It was one of those third Fridays where the market didn’t need drama — it already had enough. Core PCE doubled from 0.2% to 0.4%, year-over-year ticked back up to 3%, GDP disappointed, and suddenly the soft-landing narrative felt a little less comfortable. Add in options expiration and geopolitical noise, and you’ve got a tape that can move fast in both directions. This isn’t panic — but it’s pressure.
Key Takeaways
Hotter PCE Changes The Near-Term Script
- Core PCE came in at 0.4% vs. 0.2% prior, with year-over-year rising to 3%. That’s moving away from the Fed’s 2% target — not toward it.
- Real disposable income barely moved while the savings rate fell to 3.6%. Consumers aren’t spending more — they’re paying more.
- If inflation stays sticky while growth slows, stagflation risk increases. That’s not friendly for risk assets.

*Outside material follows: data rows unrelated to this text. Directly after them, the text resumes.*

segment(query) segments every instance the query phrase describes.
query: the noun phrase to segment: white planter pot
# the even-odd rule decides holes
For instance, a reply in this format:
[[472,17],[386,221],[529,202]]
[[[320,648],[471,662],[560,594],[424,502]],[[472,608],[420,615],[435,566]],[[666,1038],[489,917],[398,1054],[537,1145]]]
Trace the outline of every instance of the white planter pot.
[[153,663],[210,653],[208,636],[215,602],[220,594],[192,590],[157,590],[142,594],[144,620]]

- Any serious rate-cut expectations are now pushed further out — June is in question, September becomes the next real pivot.
Liquidity Stress Is Building Under The Surface
- SOFR trading above Fed Funds signals stress in short-term funding markets — that’s plumbing, not headlines.
- Private credit remains the weak link. Redemption halts and insider buying in firms like KKR & Co. tell you stress is real.
- Japan quietly altering mark-to-market accounting rules mirrors what the U.S. did during the regional bank crisis.
- When liquidity cracks, policy responds. The timing is uncertain — the direction historically isn’t.
Third Friday = Volatility Around VWAP
- Options expiration amplifies intraday reversals. Extreme moves into third standard deviation bands tend to mean-revert.
- Consumer cyclicals like cruise lines and retail are vulnerable if real spending is contracting.
- Financials and private equity names such as Brookfield Asset Management and KKR continue showing lower highs and lower lows — rallies are being sold.
- The cleanest setups today come from structure: trade around volume-weighted average price, not emotion.